Fund managers diary

Jeremy Whitley is the head of UK and European equities and manager of Dunedin Income Growth Investment Trust. His diary runs from September 22-28.


Usual early start and, for once, a straightforward central line commute into work. This morning we’re seeing BG Group, one of our core British stocks. It may be based in Reading but operations, and more importantly, opportunities are as far afield as Brazil and Australia. This is our eighth meeting with BG within three years, which is fairly normal, so a wide ranging catch-up is good enough. I attend a big dinner in the evening given by senior management at Aberdeen for a range of journalists.


I chair the weekly meeting this morning. This consists of sorting out who will be where over the next few weeks, who will conduct company visits and write the notes, any concerns about voting, boards and so on. And then a full pack of corporate meeting reports and results, which are analysed and debated by the team. Chairing is not always the easiest task with quite a large team of bright individuals with varying levels of experience who may at times have different views. Back up to Edinburgh this evening. My wife is away on a walking trip with some friends so I wow two of my children with some seriously burnt sausages, undercooked pasta and even manage to break the knob on the oven. Not exactly Raymond Blanc. (article continues below)


The three of us travel over to Glasgow to present to two shareholders of Dunedin Income Growth. This large investment trust dates back to 1873, so is a constant reminder to me to focus on the long term. The meetings are fine – my audience know the trust well. I update them on various portfolio changes, some market views and our tactics to enhance the revenue account, which was looking under pressure given the BP dividend cut in the summer. We have mitigated that with a focus on diversification of exposure and income stream, helped by some strong performance of several lower yielding stocks and corporate bonds giving us the opportunity to recycle that capital for a yield pick up. Friday afternoon is spent reading stock notes written by colleagues.

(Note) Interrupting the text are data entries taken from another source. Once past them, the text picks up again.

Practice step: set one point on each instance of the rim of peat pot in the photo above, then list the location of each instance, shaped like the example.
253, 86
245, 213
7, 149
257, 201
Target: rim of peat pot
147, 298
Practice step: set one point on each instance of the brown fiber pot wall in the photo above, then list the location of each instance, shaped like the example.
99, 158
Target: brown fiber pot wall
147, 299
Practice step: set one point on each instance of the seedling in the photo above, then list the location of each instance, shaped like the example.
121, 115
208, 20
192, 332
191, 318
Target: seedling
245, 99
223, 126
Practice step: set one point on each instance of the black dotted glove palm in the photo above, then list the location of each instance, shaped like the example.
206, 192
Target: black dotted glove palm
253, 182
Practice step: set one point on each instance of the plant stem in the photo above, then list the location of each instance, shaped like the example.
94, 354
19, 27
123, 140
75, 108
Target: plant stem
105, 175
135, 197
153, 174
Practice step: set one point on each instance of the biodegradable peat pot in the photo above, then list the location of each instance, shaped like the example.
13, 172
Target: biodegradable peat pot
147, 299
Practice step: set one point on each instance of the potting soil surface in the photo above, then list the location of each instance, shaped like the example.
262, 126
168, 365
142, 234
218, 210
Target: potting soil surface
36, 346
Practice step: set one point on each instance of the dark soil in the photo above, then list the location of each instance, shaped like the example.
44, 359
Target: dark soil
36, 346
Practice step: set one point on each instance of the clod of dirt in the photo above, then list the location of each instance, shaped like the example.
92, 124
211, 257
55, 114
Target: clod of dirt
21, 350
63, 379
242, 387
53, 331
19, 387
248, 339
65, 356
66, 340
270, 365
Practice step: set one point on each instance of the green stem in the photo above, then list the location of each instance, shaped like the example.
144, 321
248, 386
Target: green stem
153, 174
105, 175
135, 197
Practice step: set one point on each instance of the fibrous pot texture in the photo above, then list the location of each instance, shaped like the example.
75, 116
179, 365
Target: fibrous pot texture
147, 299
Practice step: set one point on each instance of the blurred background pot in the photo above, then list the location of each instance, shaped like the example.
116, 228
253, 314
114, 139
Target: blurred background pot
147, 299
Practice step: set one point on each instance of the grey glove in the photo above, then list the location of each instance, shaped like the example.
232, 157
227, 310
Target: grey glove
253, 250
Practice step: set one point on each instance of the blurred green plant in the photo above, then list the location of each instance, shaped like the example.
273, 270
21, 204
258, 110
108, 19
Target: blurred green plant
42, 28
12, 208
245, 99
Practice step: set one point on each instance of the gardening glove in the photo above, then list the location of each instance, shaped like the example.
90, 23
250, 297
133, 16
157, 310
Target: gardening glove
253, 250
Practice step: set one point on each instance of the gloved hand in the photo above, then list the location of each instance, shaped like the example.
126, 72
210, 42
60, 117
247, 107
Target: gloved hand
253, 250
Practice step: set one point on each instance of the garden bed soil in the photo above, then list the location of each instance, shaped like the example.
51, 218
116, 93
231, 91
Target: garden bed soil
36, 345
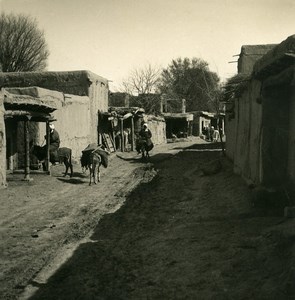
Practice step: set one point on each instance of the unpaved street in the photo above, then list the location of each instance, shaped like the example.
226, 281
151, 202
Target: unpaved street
157, 230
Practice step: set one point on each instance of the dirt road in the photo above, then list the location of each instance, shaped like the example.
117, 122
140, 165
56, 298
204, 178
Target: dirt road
157, 230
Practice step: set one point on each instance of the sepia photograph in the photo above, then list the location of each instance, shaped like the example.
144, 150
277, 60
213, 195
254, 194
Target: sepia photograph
147, 150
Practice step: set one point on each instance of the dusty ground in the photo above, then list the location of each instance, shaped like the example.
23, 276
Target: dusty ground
156, 230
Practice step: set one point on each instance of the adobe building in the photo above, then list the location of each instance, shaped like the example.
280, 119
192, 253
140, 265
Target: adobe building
260, 120
73, 100
92, 87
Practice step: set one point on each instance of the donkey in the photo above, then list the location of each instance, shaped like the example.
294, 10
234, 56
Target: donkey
143, 146
62, 155
92, 159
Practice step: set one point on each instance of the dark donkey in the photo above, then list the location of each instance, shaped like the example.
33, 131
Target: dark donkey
92, 158
62, 155
144, 146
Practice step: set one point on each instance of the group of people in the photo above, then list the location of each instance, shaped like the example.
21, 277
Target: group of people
145, 135
211, 134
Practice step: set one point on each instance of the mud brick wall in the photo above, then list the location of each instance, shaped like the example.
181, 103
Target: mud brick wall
2, 145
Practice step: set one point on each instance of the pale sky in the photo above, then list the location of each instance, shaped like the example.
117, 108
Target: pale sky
113, 37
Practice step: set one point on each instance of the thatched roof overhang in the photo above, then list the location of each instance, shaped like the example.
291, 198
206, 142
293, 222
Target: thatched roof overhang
276, 60
286, 77
185, 116
23, 115
126, 112
23, 107
70, 82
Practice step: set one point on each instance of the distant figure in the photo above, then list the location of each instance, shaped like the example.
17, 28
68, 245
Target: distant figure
211, 131
145, 136
215, 136
54, 142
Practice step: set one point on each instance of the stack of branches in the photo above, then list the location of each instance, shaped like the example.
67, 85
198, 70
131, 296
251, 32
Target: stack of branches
235, 86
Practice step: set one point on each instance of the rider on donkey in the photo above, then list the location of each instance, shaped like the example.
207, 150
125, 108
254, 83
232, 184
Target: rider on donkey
54, 142
145, 135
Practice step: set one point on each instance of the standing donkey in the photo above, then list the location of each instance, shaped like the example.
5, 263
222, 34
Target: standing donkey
92, 158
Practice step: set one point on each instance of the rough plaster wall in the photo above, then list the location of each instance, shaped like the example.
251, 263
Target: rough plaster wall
2, 145
255, 125
231, 132
98, 93
158, 129
291, 158
241, 158
72, 124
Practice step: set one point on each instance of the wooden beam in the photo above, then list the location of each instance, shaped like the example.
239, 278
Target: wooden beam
27, 150
132, 134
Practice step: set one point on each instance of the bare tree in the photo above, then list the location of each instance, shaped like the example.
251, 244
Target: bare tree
22, 44
142, 85
142, 80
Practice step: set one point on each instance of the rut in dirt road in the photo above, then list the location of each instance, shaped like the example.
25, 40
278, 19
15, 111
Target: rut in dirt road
181, 235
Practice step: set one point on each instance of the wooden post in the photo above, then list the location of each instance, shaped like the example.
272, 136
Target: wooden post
132, 134
47, 159
122, 134
27, 149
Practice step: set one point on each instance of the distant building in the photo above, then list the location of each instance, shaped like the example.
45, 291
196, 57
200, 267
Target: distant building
260, 122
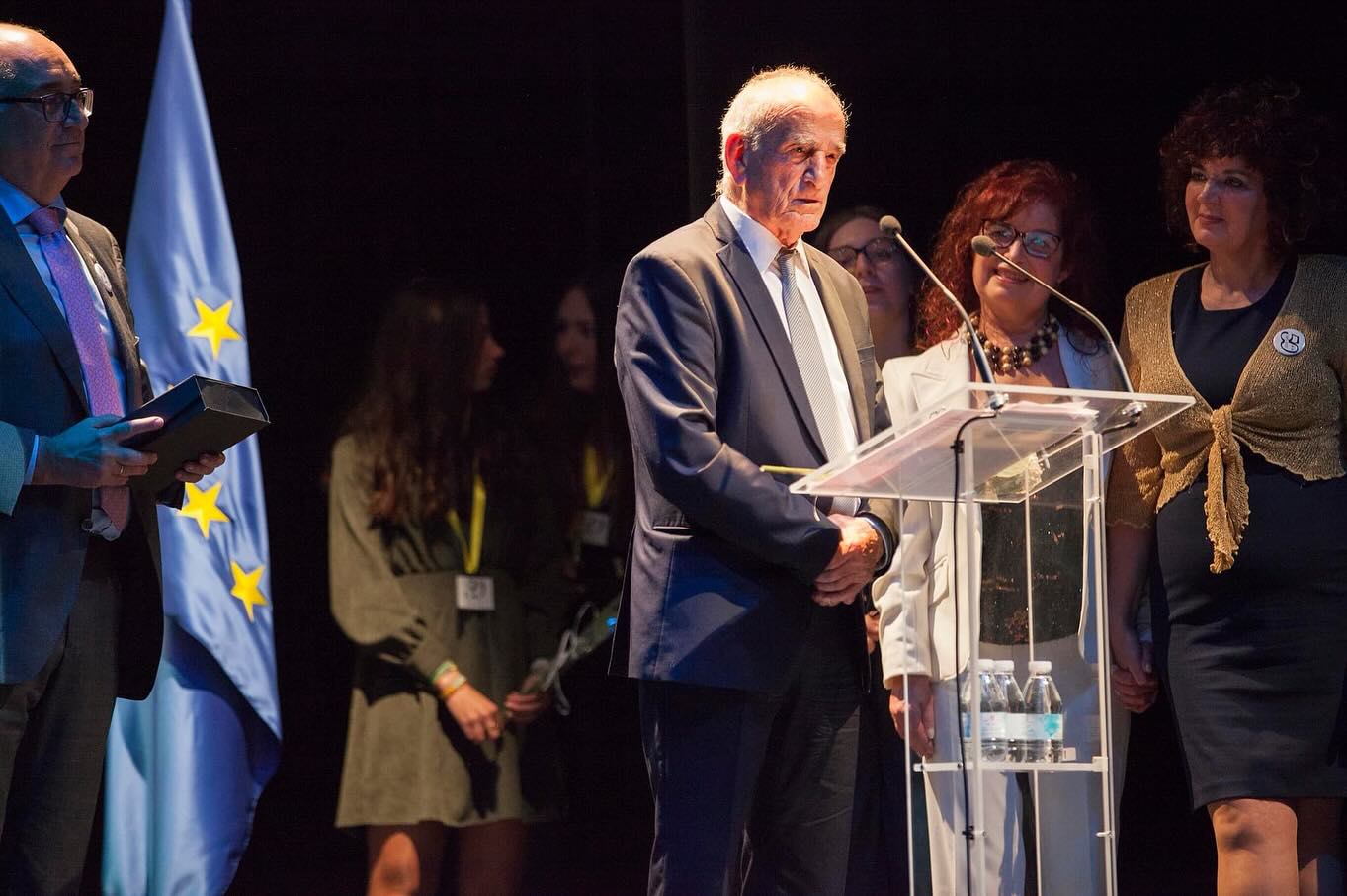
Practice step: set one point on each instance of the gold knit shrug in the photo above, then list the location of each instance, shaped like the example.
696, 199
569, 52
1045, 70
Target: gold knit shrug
1285, 408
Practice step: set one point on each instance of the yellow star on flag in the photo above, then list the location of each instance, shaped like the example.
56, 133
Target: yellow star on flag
213, 324
245, 586
204, 507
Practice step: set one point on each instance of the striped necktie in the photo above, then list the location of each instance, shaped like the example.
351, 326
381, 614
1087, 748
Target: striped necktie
808, 358
82, 317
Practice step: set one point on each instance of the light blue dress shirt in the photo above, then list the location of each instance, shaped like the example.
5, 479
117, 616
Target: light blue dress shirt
18, 204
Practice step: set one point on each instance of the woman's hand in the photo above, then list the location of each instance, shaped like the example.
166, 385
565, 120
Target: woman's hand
1135, 682
921, 705
477, 715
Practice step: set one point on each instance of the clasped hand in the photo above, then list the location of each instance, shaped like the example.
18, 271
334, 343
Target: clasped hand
91, 454
853, 563
1135, 682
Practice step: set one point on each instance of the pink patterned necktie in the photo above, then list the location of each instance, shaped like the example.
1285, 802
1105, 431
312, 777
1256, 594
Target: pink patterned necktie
82, 315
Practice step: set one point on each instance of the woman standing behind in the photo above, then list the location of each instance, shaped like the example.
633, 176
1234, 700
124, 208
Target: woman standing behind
1039, 215
605, 841
429, 577
884, 271
1238, 499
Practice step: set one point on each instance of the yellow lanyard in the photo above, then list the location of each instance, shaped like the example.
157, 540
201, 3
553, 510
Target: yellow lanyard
471, 550
596, 477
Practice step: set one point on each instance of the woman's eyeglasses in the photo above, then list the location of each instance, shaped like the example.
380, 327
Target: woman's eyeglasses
1040, 244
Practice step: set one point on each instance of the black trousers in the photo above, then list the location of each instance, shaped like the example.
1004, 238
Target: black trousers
753, 791
52, 736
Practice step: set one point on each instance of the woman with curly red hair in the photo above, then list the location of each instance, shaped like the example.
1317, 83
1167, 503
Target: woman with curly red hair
1228, 506
1040, 217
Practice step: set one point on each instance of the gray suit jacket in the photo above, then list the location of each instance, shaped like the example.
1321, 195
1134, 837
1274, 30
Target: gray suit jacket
42, 544
723, 555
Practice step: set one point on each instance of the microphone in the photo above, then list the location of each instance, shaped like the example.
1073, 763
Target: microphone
890, 228
983, 245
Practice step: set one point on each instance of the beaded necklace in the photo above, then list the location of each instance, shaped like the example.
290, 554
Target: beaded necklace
1016, 358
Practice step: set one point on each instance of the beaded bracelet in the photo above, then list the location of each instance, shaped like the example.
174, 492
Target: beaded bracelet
455, 680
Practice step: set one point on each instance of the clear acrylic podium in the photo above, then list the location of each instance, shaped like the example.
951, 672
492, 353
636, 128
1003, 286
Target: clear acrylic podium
1013, 455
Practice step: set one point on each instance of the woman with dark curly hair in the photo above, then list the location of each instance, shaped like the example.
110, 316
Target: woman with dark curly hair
1230, 506
1040, 217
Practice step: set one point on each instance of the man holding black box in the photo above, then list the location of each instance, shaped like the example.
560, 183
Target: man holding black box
81, 615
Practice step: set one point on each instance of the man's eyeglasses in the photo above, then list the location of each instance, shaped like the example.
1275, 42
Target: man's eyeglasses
56, 107
882, 250
1040, 244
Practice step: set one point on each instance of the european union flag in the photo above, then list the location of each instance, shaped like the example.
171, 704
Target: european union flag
186, 767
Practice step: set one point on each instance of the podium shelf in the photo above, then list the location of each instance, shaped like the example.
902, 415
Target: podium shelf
1098, 765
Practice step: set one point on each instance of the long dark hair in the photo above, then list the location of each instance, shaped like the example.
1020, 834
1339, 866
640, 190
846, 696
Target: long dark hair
998, 195
594, 419
412, 415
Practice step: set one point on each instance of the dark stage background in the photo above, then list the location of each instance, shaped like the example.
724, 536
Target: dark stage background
519, 143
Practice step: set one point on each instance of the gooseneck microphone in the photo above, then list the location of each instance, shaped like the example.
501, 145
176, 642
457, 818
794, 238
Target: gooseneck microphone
890, 228
983, 245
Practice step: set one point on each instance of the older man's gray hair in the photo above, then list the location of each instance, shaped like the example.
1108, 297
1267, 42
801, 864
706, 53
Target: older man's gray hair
760, 106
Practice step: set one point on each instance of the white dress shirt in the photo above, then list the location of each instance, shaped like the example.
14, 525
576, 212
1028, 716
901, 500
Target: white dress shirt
763, 248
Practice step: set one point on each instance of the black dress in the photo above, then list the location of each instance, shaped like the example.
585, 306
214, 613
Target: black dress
1254, 659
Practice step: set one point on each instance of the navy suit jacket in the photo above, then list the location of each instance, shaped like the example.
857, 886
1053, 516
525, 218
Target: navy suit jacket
42, 543
723, 556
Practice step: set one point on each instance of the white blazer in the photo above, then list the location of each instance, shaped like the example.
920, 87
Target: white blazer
916, 615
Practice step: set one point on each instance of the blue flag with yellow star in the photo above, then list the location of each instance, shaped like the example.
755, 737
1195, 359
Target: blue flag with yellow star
186, 767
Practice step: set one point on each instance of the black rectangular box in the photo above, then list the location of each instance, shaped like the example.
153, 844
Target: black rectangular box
201, 417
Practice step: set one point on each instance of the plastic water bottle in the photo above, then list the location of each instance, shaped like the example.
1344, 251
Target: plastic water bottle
993, 711
1043, 714
1015, 710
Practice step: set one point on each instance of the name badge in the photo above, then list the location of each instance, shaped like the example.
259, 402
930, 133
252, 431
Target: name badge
594, 529
474, 593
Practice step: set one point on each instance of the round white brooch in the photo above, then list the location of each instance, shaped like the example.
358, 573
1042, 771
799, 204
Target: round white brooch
1290, 341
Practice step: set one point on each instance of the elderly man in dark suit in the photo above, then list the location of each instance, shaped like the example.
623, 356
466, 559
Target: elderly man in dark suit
81, 614
738, 347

We are lucky to be able to visit a cottage up in the Perthshire hills. We are there once a month or so. It is normally a case of attacking the grass, the weeds and the nettles, something I find therapeutic, and then going for a long walk admiring the views. This weekend we have a couple of other families with us so have great fun fishing, lighting camp fires and playing games, though the Northerly wind refuses to lighten up.


We start the week with our models meeting, where we run through all the portfolios making any changes if required which then feed through to generate any trades. This week we introduce BG and Unilever into our pan-euro model, and reduce the positions in Adidas, Aviva and ABF all of which had performed pretty well. Some weeks we do little, at other times we are a bit more active. Lunchtime is spent at the gym and part of the afternoon is spent presenting to another client.


I have a meeting with the head of business risk regarding the Anti-Bribery Act, which is soon to come into force. We have a strong compliance culture throughout Aberdeen so it is crucial that we are on top of any regulatory changes. I then move on to present a pitch to a prospective French client, together with my colleagues in Paris. I finish the day with a game of five-a-side football with some similarly ageing friends followed by a well earned rest in the pub.